Sponsors McCann London, Brand Advance Agency, Clear Channel, PrettyGreen and Kinetic are among those to have committed to in the past to create an entry-level job especially for graduates of Brixton. Ad-Cademy sponsors include KFC, R/GA, Oliver Group and M&C Saatchi.

Now, Brixton is rolling out the Ad-Cademy programme nationwide with free, virtual eight-week courses for young talent across the UK. Opening in February 2021, it is based on the same principles as its London counterpart.

“In three years, we’ve already been extremely successful at rewriting the talent blueprint for the advertising industry,” explains Owen, who says that 95% of Brixton Finishing School graduates have gained entry-level positions with top tier agencies and media owners.

“We’ve created a new way for Londonders to come through from not advantaged backgrounds. But we’ve never been able to do it at scale before.”

Overcoming the ‘giant asteroid of crap’ that is Covid-19

When Covid-19 hit, it hit young people like “a giant asteroid of crap” says Owen. And she’s right. At the height of lockdown, data from the Institute of Student Employers (ISE) showed that short-term undergraduate work experience such as internships and placements were to be reduced in 2020 by almost a third (31%) of businesses. 68% have cancelled work experience and short-term insight opportunities this year too.

Muddled with 10 years of austerity and cuts to youth services up and down the country, it left Owen with serious concerns about the talent pipeline that would be entering the industry in years to come.
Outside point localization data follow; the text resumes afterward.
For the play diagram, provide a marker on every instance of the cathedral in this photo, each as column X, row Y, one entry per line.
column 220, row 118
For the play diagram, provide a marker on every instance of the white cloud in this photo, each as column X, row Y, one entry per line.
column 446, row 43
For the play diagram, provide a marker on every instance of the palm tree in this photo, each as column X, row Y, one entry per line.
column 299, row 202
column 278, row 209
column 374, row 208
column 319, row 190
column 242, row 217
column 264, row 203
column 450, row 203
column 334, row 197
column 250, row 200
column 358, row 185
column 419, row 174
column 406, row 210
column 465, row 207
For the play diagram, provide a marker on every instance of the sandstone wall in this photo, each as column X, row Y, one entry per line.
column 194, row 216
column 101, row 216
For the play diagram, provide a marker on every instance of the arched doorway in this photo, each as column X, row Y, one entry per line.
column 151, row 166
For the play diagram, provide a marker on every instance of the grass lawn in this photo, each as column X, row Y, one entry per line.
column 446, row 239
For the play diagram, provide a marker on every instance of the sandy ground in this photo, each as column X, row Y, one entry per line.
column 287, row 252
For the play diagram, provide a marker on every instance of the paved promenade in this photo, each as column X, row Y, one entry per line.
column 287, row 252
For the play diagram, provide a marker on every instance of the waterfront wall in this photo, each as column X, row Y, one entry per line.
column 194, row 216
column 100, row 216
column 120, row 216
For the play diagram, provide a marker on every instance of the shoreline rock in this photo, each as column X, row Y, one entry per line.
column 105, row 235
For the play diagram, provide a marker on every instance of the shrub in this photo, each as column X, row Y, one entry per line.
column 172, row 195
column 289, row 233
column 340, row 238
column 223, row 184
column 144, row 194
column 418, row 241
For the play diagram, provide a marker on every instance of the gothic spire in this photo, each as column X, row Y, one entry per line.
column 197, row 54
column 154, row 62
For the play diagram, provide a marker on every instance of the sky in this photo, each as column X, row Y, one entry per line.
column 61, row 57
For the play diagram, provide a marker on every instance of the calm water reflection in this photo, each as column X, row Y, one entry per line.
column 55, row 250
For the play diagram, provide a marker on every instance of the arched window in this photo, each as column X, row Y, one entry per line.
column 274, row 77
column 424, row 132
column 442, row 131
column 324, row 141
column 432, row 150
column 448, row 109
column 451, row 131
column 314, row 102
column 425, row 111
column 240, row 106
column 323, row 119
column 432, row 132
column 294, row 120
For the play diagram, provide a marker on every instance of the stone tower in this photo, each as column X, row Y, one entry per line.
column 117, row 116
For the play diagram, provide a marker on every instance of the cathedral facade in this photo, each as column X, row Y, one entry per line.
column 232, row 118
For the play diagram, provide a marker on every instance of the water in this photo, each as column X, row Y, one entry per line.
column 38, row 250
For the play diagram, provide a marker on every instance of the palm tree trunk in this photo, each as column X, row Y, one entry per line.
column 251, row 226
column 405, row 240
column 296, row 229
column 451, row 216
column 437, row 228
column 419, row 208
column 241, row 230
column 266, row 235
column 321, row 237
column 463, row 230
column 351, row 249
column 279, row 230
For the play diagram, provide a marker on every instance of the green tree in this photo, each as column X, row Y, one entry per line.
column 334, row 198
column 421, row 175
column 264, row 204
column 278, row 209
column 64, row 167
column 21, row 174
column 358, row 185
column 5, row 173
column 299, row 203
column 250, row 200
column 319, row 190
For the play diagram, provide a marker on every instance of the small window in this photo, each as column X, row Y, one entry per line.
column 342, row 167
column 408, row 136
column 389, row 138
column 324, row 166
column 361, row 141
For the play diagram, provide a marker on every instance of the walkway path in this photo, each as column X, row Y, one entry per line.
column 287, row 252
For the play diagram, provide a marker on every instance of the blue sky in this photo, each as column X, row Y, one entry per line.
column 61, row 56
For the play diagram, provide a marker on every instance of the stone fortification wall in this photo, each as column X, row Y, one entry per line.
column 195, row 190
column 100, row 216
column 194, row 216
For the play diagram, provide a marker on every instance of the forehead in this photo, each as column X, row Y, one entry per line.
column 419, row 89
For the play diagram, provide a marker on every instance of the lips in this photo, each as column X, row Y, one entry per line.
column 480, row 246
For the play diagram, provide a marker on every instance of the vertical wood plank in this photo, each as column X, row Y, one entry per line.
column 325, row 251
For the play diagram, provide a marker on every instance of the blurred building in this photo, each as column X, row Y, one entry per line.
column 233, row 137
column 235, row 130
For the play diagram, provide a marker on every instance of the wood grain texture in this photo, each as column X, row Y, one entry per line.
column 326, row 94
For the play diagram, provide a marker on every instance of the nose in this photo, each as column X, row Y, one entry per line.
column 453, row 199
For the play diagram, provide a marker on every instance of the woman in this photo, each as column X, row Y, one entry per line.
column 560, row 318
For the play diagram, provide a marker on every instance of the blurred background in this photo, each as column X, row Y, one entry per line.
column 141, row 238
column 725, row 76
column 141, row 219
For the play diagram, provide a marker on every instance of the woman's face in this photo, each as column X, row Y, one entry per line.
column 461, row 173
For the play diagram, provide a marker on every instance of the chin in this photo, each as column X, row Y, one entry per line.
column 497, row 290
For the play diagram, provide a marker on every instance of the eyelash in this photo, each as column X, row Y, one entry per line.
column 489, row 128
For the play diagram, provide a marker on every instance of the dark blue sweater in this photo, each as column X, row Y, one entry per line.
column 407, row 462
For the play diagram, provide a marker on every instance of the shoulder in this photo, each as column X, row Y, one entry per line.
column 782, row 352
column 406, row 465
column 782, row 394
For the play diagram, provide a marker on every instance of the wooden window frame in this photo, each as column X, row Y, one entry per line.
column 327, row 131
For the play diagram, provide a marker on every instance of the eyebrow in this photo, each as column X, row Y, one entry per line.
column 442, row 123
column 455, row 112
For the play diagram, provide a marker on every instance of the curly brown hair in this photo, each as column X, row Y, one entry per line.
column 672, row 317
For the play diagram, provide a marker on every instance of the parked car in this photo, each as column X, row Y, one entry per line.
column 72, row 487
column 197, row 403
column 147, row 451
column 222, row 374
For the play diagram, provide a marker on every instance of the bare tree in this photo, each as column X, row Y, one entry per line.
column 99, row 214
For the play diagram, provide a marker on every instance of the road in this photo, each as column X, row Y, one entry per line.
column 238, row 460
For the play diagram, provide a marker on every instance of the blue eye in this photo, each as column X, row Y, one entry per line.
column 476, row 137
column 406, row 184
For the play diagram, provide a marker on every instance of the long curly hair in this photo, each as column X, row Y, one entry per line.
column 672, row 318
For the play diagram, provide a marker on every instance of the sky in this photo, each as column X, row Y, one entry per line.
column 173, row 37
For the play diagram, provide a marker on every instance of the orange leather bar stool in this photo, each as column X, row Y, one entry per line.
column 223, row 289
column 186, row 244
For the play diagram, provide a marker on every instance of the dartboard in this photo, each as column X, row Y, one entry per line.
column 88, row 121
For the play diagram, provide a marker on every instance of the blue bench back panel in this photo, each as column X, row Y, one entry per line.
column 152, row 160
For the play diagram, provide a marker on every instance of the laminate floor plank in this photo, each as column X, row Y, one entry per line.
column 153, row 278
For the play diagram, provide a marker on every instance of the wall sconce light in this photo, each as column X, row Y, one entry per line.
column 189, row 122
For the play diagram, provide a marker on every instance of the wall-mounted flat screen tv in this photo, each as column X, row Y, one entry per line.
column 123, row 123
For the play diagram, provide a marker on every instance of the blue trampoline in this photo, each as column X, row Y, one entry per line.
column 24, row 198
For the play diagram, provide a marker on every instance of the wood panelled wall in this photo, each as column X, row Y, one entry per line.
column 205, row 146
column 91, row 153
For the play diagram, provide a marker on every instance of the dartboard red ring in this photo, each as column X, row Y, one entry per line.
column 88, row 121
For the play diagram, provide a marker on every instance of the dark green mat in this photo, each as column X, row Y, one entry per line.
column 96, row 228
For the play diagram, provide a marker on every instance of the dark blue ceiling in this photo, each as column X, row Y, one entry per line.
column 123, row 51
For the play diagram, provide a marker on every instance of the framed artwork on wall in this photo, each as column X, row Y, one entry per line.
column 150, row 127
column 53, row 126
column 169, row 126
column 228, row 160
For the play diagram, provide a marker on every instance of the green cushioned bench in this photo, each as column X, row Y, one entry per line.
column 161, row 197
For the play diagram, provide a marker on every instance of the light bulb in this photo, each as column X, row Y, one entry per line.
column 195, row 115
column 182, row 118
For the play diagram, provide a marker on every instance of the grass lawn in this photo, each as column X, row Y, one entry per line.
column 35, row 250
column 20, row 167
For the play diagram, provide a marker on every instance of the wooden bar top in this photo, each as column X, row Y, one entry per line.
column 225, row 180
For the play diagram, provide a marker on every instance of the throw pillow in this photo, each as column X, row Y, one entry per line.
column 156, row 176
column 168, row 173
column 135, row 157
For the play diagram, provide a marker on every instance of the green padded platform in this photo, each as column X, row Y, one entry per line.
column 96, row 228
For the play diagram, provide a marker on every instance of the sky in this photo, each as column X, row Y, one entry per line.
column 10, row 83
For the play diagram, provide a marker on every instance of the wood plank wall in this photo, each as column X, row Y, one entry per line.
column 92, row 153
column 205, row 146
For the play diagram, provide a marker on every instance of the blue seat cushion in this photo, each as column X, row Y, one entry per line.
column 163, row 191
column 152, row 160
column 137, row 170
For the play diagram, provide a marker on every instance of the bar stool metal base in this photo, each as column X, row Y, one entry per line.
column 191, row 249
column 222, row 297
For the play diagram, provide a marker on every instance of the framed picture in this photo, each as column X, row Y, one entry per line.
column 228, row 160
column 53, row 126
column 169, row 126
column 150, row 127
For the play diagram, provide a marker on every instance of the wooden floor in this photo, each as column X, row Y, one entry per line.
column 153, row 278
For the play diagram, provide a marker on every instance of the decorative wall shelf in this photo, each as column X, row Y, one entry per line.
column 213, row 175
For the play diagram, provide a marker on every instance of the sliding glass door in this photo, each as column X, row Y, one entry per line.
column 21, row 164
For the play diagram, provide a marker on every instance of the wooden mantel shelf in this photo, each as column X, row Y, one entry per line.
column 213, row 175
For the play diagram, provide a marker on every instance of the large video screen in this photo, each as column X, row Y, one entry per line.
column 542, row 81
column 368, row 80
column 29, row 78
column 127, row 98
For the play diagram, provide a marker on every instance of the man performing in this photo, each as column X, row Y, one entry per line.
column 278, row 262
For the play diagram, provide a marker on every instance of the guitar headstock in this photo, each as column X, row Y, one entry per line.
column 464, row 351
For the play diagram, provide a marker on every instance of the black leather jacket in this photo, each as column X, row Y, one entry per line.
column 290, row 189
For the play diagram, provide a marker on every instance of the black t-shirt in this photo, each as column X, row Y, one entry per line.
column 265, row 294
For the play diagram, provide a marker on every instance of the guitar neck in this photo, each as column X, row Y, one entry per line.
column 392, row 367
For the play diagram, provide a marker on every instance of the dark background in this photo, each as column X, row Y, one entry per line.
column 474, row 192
She and her team then spotted an opportunity to extend the scheme beyond its London roots. “We’d already transformed our product London-wide and I wanted to bring a bit of that magical alchemy nationwide. We’re in the prime spot to be able to do it.”

Her vision for the Ad-Cademy is to create a “nationwide free gateway to the industry, with a specific focus on getting more regional voices in the mix. She believes the future of the ad industry depends on it.

“For me, hearing a non-typically southeastern accent within our industry is a rarity and the people that do enter it from beyond the M25 tend to blur their regional identities when they step inside. We’re missing out on so much talent as an industry because of this. It’s tragic – you don’t have an advantage if you don’t fit a certain set of profiles within our industry, but that lack of advantage is further impacted on you if you’re outside London.”

Owen asks the question of how brands and agencies can engage different markets if they don’t have this representation within their walls.

“We’ve got to make a change,” she says.

Helping young people increase their employability

A significant outreach campaign, designed by Mother London, will push the programme and demonstrate that adland “isn’t an inaccessible industry a million miles away”.

A beta test with 50 students has been running since the start of November, with the official pilot intake of 500 students set to get rolling in February 2021.

The course will deliver a holistic overview of the industry and is led by industry experts, says Owen, meaning students are tooled-up with the latest skills, techniques and thinking. There is also a focus on ‘winning at work’. Upon graduation, each cohort will be assessed for work readiness.

“By the end of the eight weeks, students will be in a much, much better position. They’ll understand where their strengths are.

“Maybe they won’t even finish the course and that’s absolutely fine because having the chance to try our industry and decide it isn’t for you is a luxury most people aren’t given – certainly not at scale.”